While many states have passed laws allowing for industrial hemp cultivation and the federal government has passed laws allowing that to happen, these are all work-arounds for a crop that our Founding Fathers grew freely and copiously. Marijuana legalization will help open up the uses of hemp from food to fuel, fiber to medicine, building material to revolutionary energy technologies and more.
Legalization doesn’t invent marijuana; it just recognizes that it is a popular commodity that should be taxed and regulated like all other commodities. The market for marijuana is never going to go away; we can only determine who controls most of it – taxpaying, job-creating, law-abiding businesses, or murderous, police-corrupting, criminal cartels.
Prohibition doesn’t control marijuana – it is the absence of control. States under prohibition gain nothing from it and spend money, time, and resources enforcing it. The four states that have legalized marijuana have already reaped over $200 million in combined tax revenue, while saving money in the police department, courts, prisons, parole and probation offices, and other agencies that are burdened by pot prosecutions.

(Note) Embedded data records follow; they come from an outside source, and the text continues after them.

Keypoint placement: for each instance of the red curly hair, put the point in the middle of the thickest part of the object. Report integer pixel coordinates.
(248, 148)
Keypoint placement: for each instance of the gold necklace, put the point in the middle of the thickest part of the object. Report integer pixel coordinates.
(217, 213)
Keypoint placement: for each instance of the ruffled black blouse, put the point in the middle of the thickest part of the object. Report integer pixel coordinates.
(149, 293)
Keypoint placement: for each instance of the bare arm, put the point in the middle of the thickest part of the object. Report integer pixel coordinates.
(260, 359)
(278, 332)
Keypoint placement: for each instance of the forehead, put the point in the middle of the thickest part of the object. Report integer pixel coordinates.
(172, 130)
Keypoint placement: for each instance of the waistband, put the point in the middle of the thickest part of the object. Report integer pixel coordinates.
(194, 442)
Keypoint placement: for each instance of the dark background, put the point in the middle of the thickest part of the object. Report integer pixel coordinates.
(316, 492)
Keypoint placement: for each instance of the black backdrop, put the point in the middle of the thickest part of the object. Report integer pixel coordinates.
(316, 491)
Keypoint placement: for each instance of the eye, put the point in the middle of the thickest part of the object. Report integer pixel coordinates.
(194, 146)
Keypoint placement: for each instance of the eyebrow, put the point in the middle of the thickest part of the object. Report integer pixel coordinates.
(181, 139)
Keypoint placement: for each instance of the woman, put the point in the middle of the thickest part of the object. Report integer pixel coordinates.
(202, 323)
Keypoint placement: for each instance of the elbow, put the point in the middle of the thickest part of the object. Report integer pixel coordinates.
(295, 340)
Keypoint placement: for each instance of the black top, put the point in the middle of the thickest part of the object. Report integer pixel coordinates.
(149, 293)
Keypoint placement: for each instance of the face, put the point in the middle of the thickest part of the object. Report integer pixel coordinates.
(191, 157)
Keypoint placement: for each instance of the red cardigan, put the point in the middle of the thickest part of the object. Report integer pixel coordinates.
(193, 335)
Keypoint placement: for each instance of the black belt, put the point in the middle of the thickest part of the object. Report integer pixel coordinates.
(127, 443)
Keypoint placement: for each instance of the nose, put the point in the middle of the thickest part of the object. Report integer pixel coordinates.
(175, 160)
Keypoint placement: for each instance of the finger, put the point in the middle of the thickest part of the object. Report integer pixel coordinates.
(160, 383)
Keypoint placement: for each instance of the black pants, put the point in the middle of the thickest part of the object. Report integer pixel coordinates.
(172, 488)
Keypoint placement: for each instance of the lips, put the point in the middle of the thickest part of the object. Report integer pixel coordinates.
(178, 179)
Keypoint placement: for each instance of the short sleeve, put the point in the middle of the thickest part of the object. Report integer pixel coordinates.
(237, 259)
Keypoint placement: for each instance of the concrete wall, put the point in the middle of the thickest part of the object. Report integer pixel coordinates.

It’s not 2009 anymore. Legalization of marijuana isn’t some hypothetical policy proposal – we’ve done it already in four other states. We had some initial difficulties concerning kids and edibles, but those have been addressed through education, labeling, and packaging changes the newly-legalizing states will adopt as well. Meanwhile, the older folks that legalization was intended for have increased their use substantially.
But despite putting legal marijuana “on the menu”, the roads are safer than ever, overall driving fatalities are down, workplace productivity is up, problematic dependence on marijuana is unchanged, and millions of dollars in tax revenue are rolling in. In Colorado alone, legalization has created over 18,000 jobs and contributed over $2.5 billion to the state economy.